Unter bestimmten Voraussetzungen steht dem Bestandgeber auch gegen den Willen des Bestandnehmers das Recht zu, den Bestandgegenstand zu betreten. Wie hat der OGH jüngst dazu entschieden?
Geschäftszahl
OGH 20.04.2021, 4 Ob 189/20b
Norm
§ 1098 ABGB
Leitsatz
Quintessenz:
Dem Bestandgeber steht grundsätzlich auch gegen den Willen des Bestandnehmers das Recht zu, den Bestandgegenstand zu betreten, soweit dies im Interesse der Erhaltung des Hauses oder zur Ausübung der notwendigen Aufsicht erforderlich ist. Auch andere überwiegende Interessen des Vermieters berechtigen ihn, den Zutritt in einer dem Mieter zumutbaren Weise zu fordern. Der Mieter hat auch dafür zu sorgen, dass zur Vorbereitung und Durchführung notwendiger Arbeiten das Mietobjekt von Handwerkern betreten werden kann.
OGH: Laut gegenständlichen Pachtvertrags zwischen den Streitteilen hat die Unterpächterin das Betreten des Pachtgegenstands durch Organe des Generalpächters aus wichtigen Gründen zu gestatten. Die Durchsetzung eines rechtskräftigen baubehördlichen Bescheids ist ganz generell als wichtiger Grund im Sinne dieser Vertragsbestimmung zu werten.

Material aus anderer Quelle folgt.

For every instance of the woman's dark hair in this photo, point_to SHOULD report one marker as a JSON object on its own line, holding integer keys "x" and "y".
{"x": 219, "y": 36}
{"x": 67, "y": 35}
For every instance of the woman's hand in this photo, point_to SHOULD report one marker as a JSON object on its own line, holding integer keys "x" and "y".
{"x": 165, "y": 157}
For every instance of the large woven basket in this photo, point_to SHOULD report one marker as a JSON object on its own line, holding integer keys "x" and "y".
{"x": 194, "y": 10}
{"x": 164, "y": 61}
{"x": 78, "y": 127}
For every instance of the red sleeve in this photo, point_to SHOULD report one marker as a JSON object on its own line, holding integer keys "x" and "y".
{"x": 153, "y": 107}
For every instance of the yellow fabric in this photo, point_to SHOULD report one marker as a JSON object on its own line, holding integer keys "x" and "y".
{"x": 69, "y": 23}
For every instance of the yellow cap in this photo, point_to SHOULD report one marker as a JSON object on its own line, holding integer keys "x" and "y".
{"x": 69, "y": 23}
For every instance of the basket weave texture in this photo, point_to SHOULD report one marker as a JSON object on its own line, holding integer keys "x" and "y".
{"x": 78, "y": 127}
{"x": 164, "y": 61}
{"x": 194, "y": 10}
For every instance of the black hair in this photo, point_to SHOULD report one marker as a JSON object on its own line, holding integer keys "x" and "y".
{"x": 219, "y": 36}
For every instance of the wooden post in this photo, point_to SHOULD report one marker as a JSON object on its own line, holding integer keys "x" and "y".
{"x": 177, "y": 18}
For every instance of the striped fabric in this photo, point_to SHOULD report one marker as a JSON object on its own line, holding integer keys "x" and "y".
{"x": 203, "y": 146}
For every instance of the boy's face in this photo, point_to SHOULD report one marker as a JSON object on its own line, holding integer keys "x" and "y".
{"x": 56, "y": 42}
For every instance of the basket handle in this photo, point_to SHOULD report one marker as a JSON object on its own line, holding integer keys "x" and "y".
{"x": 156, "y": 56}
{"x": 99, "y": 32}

Von einer durch diese Klausel bewirkten gröblichen Benachteiligung der Unterpächterin kann nicht ausgegangen werden, da die Durchsetzung von rechtskräftigen baubehördlichen Aufträgen zugunsten und zulasten beider Vertragsteile wirkt. Abgesehen davon ergibt sich die Wichtigkeit des Zutrittsgrundes schon aus dem Umstand der Schadhaftigkeit des Baukörpers. Mag auch der Zutritt nicht der Sanierung, sondern der Beseitigung der Mauer dienen, so dient er jedenfalls der (Wieder-)Herstellung eines bauordnungsgemäßen Zustands.
Dem Bestandgeber steht grundsätzlich auch gegen den Willen des Bestandnehmers das Recht zu, den Bestandgegenstand zu betreten, soweit dies im Interesse der Erhaltung des Hauses oder zur Ausübung der notwendigen Aufsicht erforderlich ist. Auch andere überwiegende Interessen des Vermieters berechtigen ihn, den Zutritt in einer dem Mieter zumutbaren Weise zu fordern. Der Mieter hat auch dafür zu sorgen, dass zur Vorbereitung und Durchführung notwendiger Arbeiten das Mietobjekt von Handwerkern betreten werden kann (RS0021120; RS0020936). Es hat eine Interessenabwägung stattzufinden. Die Zumutbarkeit ist umso eher gegeben, je schwerwiegender berechtigte Interessen des Vermieters den Eingriff fordern (Lovrek im Rummel/Lukas, ABGB4 § 1098 Rz 40 f).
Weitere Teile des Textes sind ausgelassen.